Problem
Mr. T.G., age 65, is a well-established patient in your practice. He presents to the office complaining of lightheadedness when he stands up. The patient also states he has had a change in his stool over the past week and with some abdominal cramping. He denies fever, chills, or vomiting.

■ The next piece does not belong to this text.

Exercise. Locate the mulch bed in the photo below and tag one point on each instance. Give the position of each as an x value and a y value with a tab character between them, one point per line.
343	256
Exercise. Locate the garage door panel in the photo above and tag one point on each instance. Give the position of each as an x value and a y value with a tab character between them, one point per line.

The patient has a medical history of HTN, hyperlipidemia, atrial fibrillation for which he is taking warfarin and arthritis in his right knee, which he controls with an over the counter analgesic. He denies drinking alcohol and quit smoking cigarettes 20 years ago. His physical exam is the following:
• BP: 136/76 HR: 108. RR: 22 T: 98.9 saO2: 98%
• HEENT: pale conjunctiva bilaterally.
• CV: RRR (-) murmurs/bruits/jvd, (+) tachycardia
• Resp: SOB on mild extertion
• Abdomen: Hyperactive BS all quadrants, (-) tenderness on palpation
• Ext: Moves all extremities, (-) edema or swelling, pulses intact
• Neuro: PERLA, mildly off-balance when standing or changing positions
• Skin: Observable pallor
The patient returns to your office the next morning. You review the CBC report with him.
WBC 3.4 (D)
RBC 3.01 (D)
HGB 10.8 (D)
HCT 31.1 (D)
MCV 76.3 (D)
MCH 32.9 (D)
MCHC 29.7 (D)
RDW 19.1 (I)
PLATELET 213 (N)
D= decreased. I= increased N= normal
1. What are the next steps?
2. What additional lab tests do you order?
3. Any consults required?
4. Is this a critical case requiring the ED services today or can this be treated as an outpatient?
5. How do you treat this patient?
6. What type of education do you need to provide?
7. When should he follow up with you?